III. Exemplary Methods of Manufacture

[0041] FIGS. 1A-1B schematically illustrate an exemplary apparatus 100 for manufacture of wipes as described herein. FIG. 1A shows use of distinct, separate sheets of melamine 104, while FIG. 1B shows use of melamine as a rolled sheet 104'. Other forms are also possible, e.g., smaller sized sheets of melamine (e.g., as little as 0.5 inch in length or width), strips of melamine, or the like. It will be apparent that a variety of materials and methods may suitably be employed. Apparatus 100 is shown as including a mechanism at 102 for feeding melamine sheet 104, as well as mechanisms 106a, 106b for providing first and second nonwoven sheets 108a, 108b. As shown in FIGS. 1A-1B, the melamine sheet 104 is sandwiched between nonwoven sheets 108a, 108b as it is fed into apparatus 100, along conveyor belt 110. Another optional layer 107 is also shown in FIGS. 1A-1B. For example, if desired, a tissue layer could also be fed into the sandwiching of such layers. Sandwiched structure 112 (melamine 104 between nonwovens 108a, 108b) may pass under a roller 114 and then into chamber 116 where the hydro-entangling is performed. Structure 112 may first be pre-wetted (e.g., at spray heads 118). Such pre-wetting may be applied at a pressure that is insufficient to entangle the initially distinct layers 104, 108 (108a, 108b). For example, such a pressure may be at about 25 bars. More generally, such pressure may be less than 100 bars, less than 50 bars, from 1 to 50 bars, from 5 to 50 bars, from 10 to 50 bars, or from 20 to 30 bars water pressure.

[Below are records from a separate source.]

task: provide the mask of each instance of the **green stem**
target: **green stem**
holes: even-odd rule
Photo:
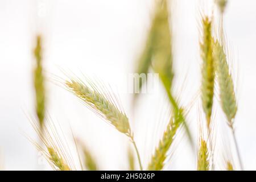
[[[189,129],[188,128],[188,125],[187,125],[187,123],[185,121],[185,118],[184,118],[183,114],[180,114],[179,113],[179,107],[178,106],[177,103],[176,102],[175,100],[174,99],[174,97],[172,95],[171,91],[169,89],[164,86],[166,92],[167,93],[168,98],[169,98],[170,102],[171,102],[171,104],[172,105],[172,107],[174,109],[174,114],[175,115],[180,117],[180,119],[182,121],[182,123],[184,125],[184,126],[185,127],[185,130],[186,130],[187,134],[188,134],[188,138],[189,139],[190,143],[191,144],[191,146],[192,148],[193,149],[193,140],[192,137],[191,135],[191,134],[189,131]]]
[[[136,143],[135,143],[135,142],[134,141],[134,139],[133,138],[133,135],[130,135],[129,137],[131,138],[131,143],[133,143],[133,144],[134,146],[135,150],[136,151],[136,154],[137,155],[138,160],[139,161],[139,168],[140,168],[141,171],[143,171],[142,165],[142,163],[141,163],[141,157],[140,157],[140,155],[139,155],[139,151],[138,150],[138,148],[137,148],[137,146],[136,145]]]
[[[240,168],[241,168],[241,171],[243,171],[243,164],[242,163],[242,159],[241,159],[241,155],[240,155],[240,152],[239,151],[238,144],[237,144],[237,138],[236,137],[234,130],[233,126],[231,126],[231,129],[232,130],[233,139],[234,140],[234,143],[235,146],[236,146],[236,150],[237,151],[237,157],[238,158],[238,161],[239,161],[239,165],[240,166]]]

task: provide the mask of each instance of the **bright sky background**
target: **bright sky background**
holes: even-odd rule
[[[186,105],[200,88],[199,11],[205,7],[202,4],[210,5],[212,1],[174,1],[176,70],[174,89]],[[153,2],[0,1],[0,164],[3,164],[5,169],[44,168],[38,166],[38,152],[26,137],[37,139],[26,115],[34,114],[31,52],[38,32],[44,38],[44,67],[48,78],[47,110],[53,122],[60,123],[64,133],[68,133],[70,124],[75,135],[91,148],[101,169],[127,169],[127,139],[93,115],[72,94],[52,83],[59,77],[65,78],[61,69],[78,76],[82,73],[96,76],[119,90],[146,166],[168,122],[167,98],[162,90],[157,94],[143,96],[133,113],[131,95],[124,86],[146,38]],[[256,1],[253,0],[230,0],[224,19],[232,61],[238,67],[234,73],[238,78],[238,111],[235,126],[246,169],[256,169],[255,7]],[[186,75],[186,86],[182,88]],[[182,94],[179,92],[181,90],[184,90]],[[217,114],[220,113],[216,119],[219,130],[226,125],[217,104]],[[188,119],[196,143],[196,106],[191,112]],[[195,153],[187,139],[177,140],[177,148],[166,169],[196,169]]]

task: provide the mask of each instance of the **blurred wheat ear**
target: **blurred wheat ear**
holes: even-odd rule
[[[141,158],[134,139],[133,133],[126,114],[120,108],[120,104],[115,96],[106,90],[101,90],[101,86],[96,86],[92,81],[85,84],[80,80],[67,81],[65,86],[75,96],[97,115],[113,126],[118,131],[125,134],[134,146],[140,168],[142,170]],[[102,85],[101,85],[102,88]]]
[[[70,171],[71,169],[64,162],[63,159],[59,155],[57,152],[52,147],[47,148],[49,152],[49,160],[60,171]]]
[[[40,126],[43,125],[45,114],[46,94],[44,88],[44,77],[43,74],[42,38],[36,38],[36,46],[34,51],[36,60],[36,66],[34,71],[34,85],[36,95],[36,115]]]
[[[213,104],[214,88],[214,67],[213,56],[213,39],[212,37],[212,22],[208,16],[202,18],[202,40],[200,43],[201,66],[201,99],[203,109],[205,114],[207,127],[210,127],[210,117]]]
[[[234,171],[232,163],[230,161],[226,162],[226,170],[227,171]]]
[[[215,3],[218,6],[220,12],[223,14],[226,8],[228,0],[215,0]]]
[[[139,74],[147,73],[150,67],[152,67],[154,71],[159,74],[169,101],[172,106],[174,117],[179,117],[179,119],[182,121],[193,146],[192,136],[185,117],[179,113],[181,107],[171,90],[174,73],[172,68],[172,34],[169,23],[170,13],[168,2],[168,0],[156,1],[151,26],[146,46],[137,61],[136,71]],[[143,80],[139,80],[140,89]],[[138,94],[135,94],[134,100],[136,100]]]
[[[182,110],[180,110],[180,113],[182,113]],[[167,129],[151,158],[148,166],[148,170],[159,171],[163,169],[167,152],[173,143],[177,129],[182,124],[182,120],[180,119],[174,117],[171,118]]]
[[[43,126],[36,123],[35,121],[31,122],[31,125],[42,143],[39,144],[32,142],[37,149],[43,153],[52,168],[56,171],[75,170],[68,146],[64,142],[65,141],[64,136],[60,135],[52,121],[47,118]],[[43,130],[42,130],[42,126]]]
[[[201,139],[197,159],[197,171],[209,171],[209,162],[207,143]]]

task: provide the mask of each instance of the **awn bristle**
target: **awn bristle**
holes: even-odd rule
[[[212,53],[212,22],[207,16],[203,18],[202,23],[203,34],[200,43],[201,57],[203,60],[201,98],[203,109],[206,116],[207,126],[209,128],[213,104],[215,73]]]
[[[130,147],[128,148],[128,161],[129,163],[129,170],[134,171],[135,170],[135,161],[134,161],[134,155],[133,154],[133,150]]]
[[[203,139],[201,139],[200,143],[197,159],[197,171],[209,171],[209,152],[207,143]]]
[[[226,170],[227,171],[234,171],[232,163],[230,161],[226,162]]]
[[[220,87],[221,107],[228,118],[229,125],[232,127],[232,120],[235,117],[237,111],[234,84],[231,74],[229,72],[224,47],[220,44],[218,40],[214,42],[213,55]]]
[[[139,74],[147,73],[152,64],[154,69],[159,74],[164,86],[170,89],[174,73],[167,1],[158,0],[156,2],[151,27],[136,71]],[[140,81],[140,89],[143,84]]]
[[[37,37],[36,46],[34,51],[34,56],[36,61],[36,67],[34,72],[34,84],[36,94],[36,115],[42,127],[43,124],[45,114],[45,89],[44,77],[43,75],[42,38]]]
[[[87,170],[98,170],[96,162],[95,161],[90,151],[84,146],[82,146],[82,150],[84,158],[84,166]]]
[[[181,123],[182,121],[180,119],[176,120],[175,117],[171,118],[167,129],[159,142],[158,147],[155,149],[155,154],[151,158],[148,166],[148,170],[159,171],[163,169],[167,153],[174,141],[176,131]]]
[[[117,102],[114,101],[114,97],[109,93],[99,92],[99,89],[92,83],[89,88],[81,81],[72,80],[71,81],[66,81],[65,85],[92,111],[130,139],[136,150],[140,168],[142,170],[139,154],[130,127],[128,118],[123,111],[118,109],[116,104]]]
[[[215,2],[221,13],[224,13],[226,3],[228,3],[228,0],[215,0]]]
[[[128,118],[111,99],[82,82],[71,80],[66,81],[65,85],[89,107],[109,122],[117,130],[129,136],[131,135]]]
[[[159,1],[156,5],[155,16],[153,22],[154,71],[167,89],[171,89],[174,73],[171,34],[169,24],[170,13],[167,0]]]
[[[65,164],[64,160],[52,147],[47,148],[49,152],[48,160],[54,165],[57,170],[71,171],[68,166]]]

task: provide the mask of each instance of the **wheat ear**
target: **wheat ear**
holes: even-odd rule
[[[201,139],[200,140],[197,159],[197,171],[209,171],[209,152],[207,143],[203,139]]]
[[[180,110],[180,113],[182,113],[182,110]],[[167,129],[151,158],[148,166],[148,170],[159,171],[163,169],[167,153],[173,143],[177,129],[182,123],[180,118],[177,119],[174,117],[171,117]]]
[[[97,171],[98,170],[98,166],[94,158],[93,157],[91,152],[87,149],[87,148],[82,145],[82,154],[84,158],[84,166],[89,171]]]
[[[218,6],[220,11],[221,14],[223,14],[226,8],[228,0],[215,0],[215,3]]]
[[[38,36],[36,39],[36,46],[34,51],[36,59],[36,67],[34,71],[34,85],[36,95],[36,115],[42,127],[43,125],[45,114],[45,89],[44,77],[43,75],[42,38]]]
[[[226,162],[226,170],[227,171],[234,171],[232,163],[230,161]]]
[[[212,22],[208,16],[202,19],[203,38],[200,42],[201,68],[201,96],[203,109],[209,128],[213,103],[214,67],[213,64],[212,38]]]
[[[135,163],[134,163],[134,155],[133,154],[133,150],[130,147],[128,148],[128,162],[129,164],[129,170],[135,170]]]
[[[48,159],[60,171],[71,171],[68,166],[58,153],[51,147],[47,147],[49,152]]]
[[[234,84],[229,72],[224,47],[217,40],[214,41],[214,45],[213,55],[220,88],[221,107],[228,119],[229,126],[232,128],[233,119],[235,117],[237,111]]]
[[[141,158],[128,118],[124,111],[118,109],[117,102],[114,101],[116,97],[100,91],[99,88],[93,83],[86,85],[82,81],[71,80],[66,81],[65,85],[92,111],[130,138],[136,151],[140,168],[142,170]]]

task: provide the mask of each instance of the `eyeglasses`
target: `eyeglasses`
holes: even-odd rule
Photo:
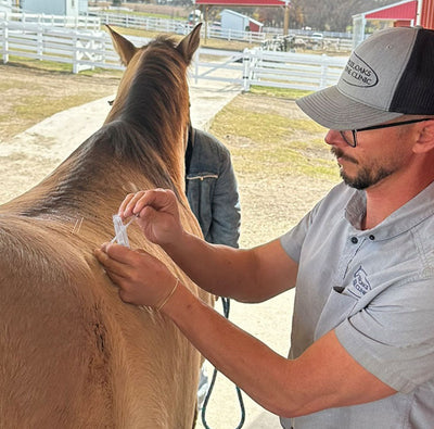
[[[416,124],[417,122],[432,121],[432,119],[433,119],[432,117],[424,117],[423,119],[394,122],[392,124],[374,125],[373,127],[366,127],[366,128],[359,128],[359,129],[346,129],[344,131],[340,131],[340,135],[342,136],[342,138],[345,140],[345,142],[347,144],[349,144],[352,148],[355,148],[357,146],[357,133],[369,131],[371,129],[398,127],[399,125]]]

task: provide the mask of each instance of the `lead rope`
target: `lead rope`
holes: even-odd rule
[[[224,315],[225,315],[225,317],[227,319],[229,319],[230,300],[229,300],[229,298],[220,298],[220,299],[221,299],[221,303],[222,303],[222,306],[224,306]],[[218,373],[217,369],[214,368],[213,378],[212,378],[210,383],[209,383],[209,389],[206,392],[205,401],[204,401],[204,404],[203,404],[203,407],[202,407],[201,417],[202,417],[202,424],[203,424],[205,429],[210,429],[208,424],[206,422],[206,407],[208,405],[209,398],[210,398],[210,394],[213,392],[214,384],[216,382],[217,373]],[[239,425],[237,426],[235,429],[241,429],[244,426],[244,421],[245,421],[245,408],[244,408],[244,401],[243,401],[243,396],[242,396],[242,393],[241,393],[241,389],[238,386],[235,386],[235,390],[237,390],[237,395],[238,395],[238,402],[240,404],[240,409],[241,409],[240,422],[239,422]]]

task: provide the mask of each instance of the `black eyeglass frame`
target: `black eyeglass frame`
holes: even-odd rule
[[[345,143],[347,143],[352,148],[356,148],[356,146],[357,146],[357,133],[369,131],[369,130],[372,130],[372,129],[397,127],[399,125],[409,125],[409,124],[416,124],[418,122],[433,121],[433,119],[434,119],[433,117],[424,117],[423,119],[411,119],[411,121],[394,122],[392,124],[373,125],[372,127],[366,127],[366,128],[359,128],[359,129],[344,129],[344,130],[340,131],[340,135],[344,139]],[[352,131],[353,133],[353,141],[354,141],[354,143],[348,141],[347,138],[345,137],[344,133],[346,133],[346,131]]]

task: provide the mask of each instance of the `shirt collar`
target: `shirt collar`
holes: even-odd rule
[[[360,229],[360,222],[365,214],[366,192],[354,190],[345,207],[345,218],[354,228]],[[385,240],[407,232],[432,215],[434,215],[434,182],[393,212],[381,224],[360,232],[373,234],[376,240]]]

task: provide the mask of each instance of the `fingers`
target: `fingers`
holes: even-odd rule
[[[139,191],[129,193],[119,206],[119,215],[123,218],[139,214],[145,214],[143,210],[151,206],[154,210],[164,210],[176,201],[175,193],[169,189],[152,189],[148,191]],[[143,212],[143,213],[142,213]]]

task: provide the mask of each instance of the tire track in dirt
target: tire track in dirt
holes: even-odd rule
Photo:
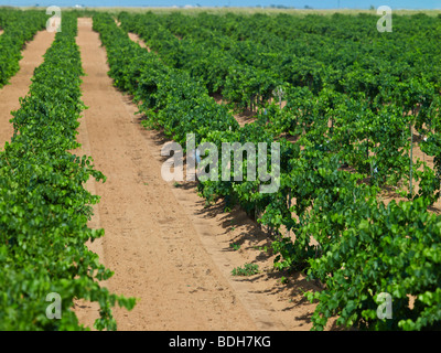
[[[54,38],[55,33],[37,32],[22,51],[19,72],[10,78],[9,85],[0,89],[0,150],[3,150],[4,143],[13,136],[13,126],[9,121],[12,119],[11,110],[20,108],[19,98],[28,94],[34,69],[43,63],[43,55]]]
[[[131,312],[114,310],[118,329],[256,330],[162,180],[161,162],[152,156],[135,111],[107,76],[106,52],[92,31],[92,19],[78,19],[77,43],[87,75],[83,100],[89,107],[78,140],[88,141],[82,151],[88,150],[107,176],[106,183],[95,184],[101,201],[99,221],[94,218],[95,226],[106,231],[104,264],[115,271],[106,285],[140,299]],[[82,306],[77,314],[90,322],[96,312]]]
[[[141,47],[148,49],[137,34],[129,32],[128,35]],[[214,98],[216,99],[216,97]],[[126,100],[132,106],[133,113],[138,110],[129,97],[126,97]],[[222,99],[216,99],[216,101],[220,104]],[[252,120],[249,117],[237,115],[235,118],[240,126]],[[148,131],[141,127],[140,129],[146,136],[147,143],[151,146],[153,156],[157,160],[164,162],[164,157],[160,156],[160,149],[154,145],[162,147],[166,140],[157,131]],[[171,186],[172,184],[170,182]],[[226,214],[219,203],[206,208],[204,200],[198,197],[195,192],[194,182],[183,182],[179,188],[172,188],[172,190],[189,218],[192,220],[204,247],[224,277],[228,279],[244,306],[247,307],[258,329],[310,330],[312,327],[310,317],[315,304],[309,303],[302,291],[316,291],[319,287],[308,282],[302,274],[291,276],[289,284],[280,282],[282,274],[273,270],[275,256],[265,255],[258,249],[258,247],[269,246],[268,235],[260,231],[259,226],[240,210]],[[207,220],[209,220],[208,227]],[[232,252],[229,244],[233,242],[241,243],[243,249]],[[245,263],[257,264],[262,270],[248,278],[232,277],[232,269],[243,266]],[[332,324],[333,322],[330,320],[326,329],[331,329]]]

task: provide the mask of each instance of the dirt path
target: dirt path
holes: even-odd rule
[[[83,99],[89,107],[78,139],[83,152],[92,154],[108,178],[104,184],[89,184],[101,196],[92,225],[106,231],[101,244],[94,245],[115,271],[108,288],[140,299],[131,312],[115,310],[118,329],[289,329],[267,293],[251,281],[232,279],[233,264],[223,256],[224,244],[206,247],[219,232],[218,220],[185,208],[186,196],[162,180],[163,141],[146,135],[135,106],[112,87],[106,52],[90,19],[78,20],[77,43],[87,74]],[[96,315],[87,304],[77,313],[84,323]]]
[[[0,89],[0,150],[4,142],[10,141],[13,135],[11,110],[20,108],[20,97],[24,97],[31,85],[31,77],[35,67],[43,63],[43,54],[51,46],[55,38],[54,33],[47,31],[37,32],[34,39],[26,44],[20,61],[20,71],[11,77],[10,84]]]

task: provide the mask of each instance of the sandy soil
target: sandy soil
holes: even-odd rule
[[[11,77],[9,85],[0,89],[0,150],[13,135],[12,124],[9,122],[12,119],[11,110],[20,108],[19,98],[28,94],[34,69],[43,63],[43,54],[51,46],[54,38],[54,33],[37,32],[22,51],[23,58],[20,61],[20,71]]]
[[[233,252],[229,242],[243,240],[243,248],[263,242],[249,232],[249,220],[240,212],[234,217],[219,207],[205,208],[193,185],[174,188],[161,178],[165,141],[141,128],[130,97],[112,87],[90,19],[78,20],[77,43],[87,74],[83,99],[89,107],[78,140],[108,178],[88,184],[101,196],[90,226],[106,231],[94,249],[115,271],[108,288],[139,298],[131,312],[115,310],[118,329],[308,330],[313,306],[298,307],[301,300],[290,296],[298,289],[277,286],[277,276],[265,271],[246,279],[230,275],[252,256]],[[226,217],[237,222],[234,232]],[[259,267],[269,260],[261,255]],[[88,325],[97,315],[85,302],[76,312]]]

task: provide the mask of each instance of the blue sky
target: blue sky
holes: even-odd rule
[[[200,4],[203,7],[254,7],[282,4],[303,9],[309,6],[314,9],[368,9],[369,6],[389,6],[391,9],[441,9],[441,0],[0,0],[7,6],[60,6],[68,7],[84,4],[89,7],[171,7],[185,4]]]

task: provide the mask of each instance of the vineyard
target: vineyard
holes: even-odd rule
[[[116,330],[117,303],[129,309],[128,318],[142,306],[138,295],[101,284],[118,277],[119,263],[108,269],[87,246],[107,237],[106,226],[88,225],[99,189],[95,195],[85,188],[88,180],[106,181],[94,165],[106,151],[77,154],[82,115],[103,109],[82,100],[86,74],[76,41],[84,18],[93,21],[107,74],[130,97],[143,130],[184,152],[190,135],[219,151],[235,142],[268,147],[259,165],[263,181],[250,178],[248,167],[257,163],[248,152],[228,175],[211,160],[209,175],[228,178],[200,179],[192,191],[206,208],[244,211],[268,239],[273,271],[288,279],[303,274],[318,286],[303,293],[314,304],[310,329],[325,330],[330,320],[340,329],[440,329],[441,15],[394,15],[394,31],[379,32],[378,15],[366,13],[150,11],[63,12],[62,32],[12,111],[14,133],[0,152],[0,329],[84,329],[72,310],[83,299],[99,304],[95,329]],[[0,87],[47,19],[43,11],[0,10]],[[109,138],[107,151],[117,148]],[[272,182],[276,189],[261,192]],[[144,205],[137,205],[142,215]],[[180,256],[176,266],[192,261]],[[60,320],[45,314],[50,292],[61,295]],[[378,318],[384,293],[392,315]]]

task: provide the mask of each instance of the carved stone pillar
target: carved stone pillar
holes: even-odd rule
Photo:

[0042] After pre-wetting at 118, wetted structure 112 may proceed along conveyor 110 to spray heads or water jets 120a, 120b which water jets operate at a significantly higher pressure, in order to hydro-entangle the melamine 104 into one of nonwovens 108a or 108b. The water pressure is sufficient to not only cause tangling of the layers at the interface of the initially distinct layers, but to also cause portions of the melamine 104 to be pushed through the nonwoven layer, so that portions of melamine 104 are exposed along the exterior surface of the resulting finished wipe, as shown in the SEM images of FIGS. 2A-5B.

[0043] Hydro-entangling heads 120a-120d may operate at a water pressure of at least 100 bars, at least 125 bars, at least 150 bars, at least 175 bars, or at least 200 bars. The thickness and weight of the nonwoven layer(s), and/or the melamine material may have an effect on the required pressure in order to achieve good entangling that results in exterior surface exposure of the melamine, as described herein. Exemplary wipes were produced with 0.5 inch, 0.25 inch, and 0.125 inch melamine sheet and a relatively lightweight nonwoven spunbond outer layers, e.g., having a weight of only 10 gsm.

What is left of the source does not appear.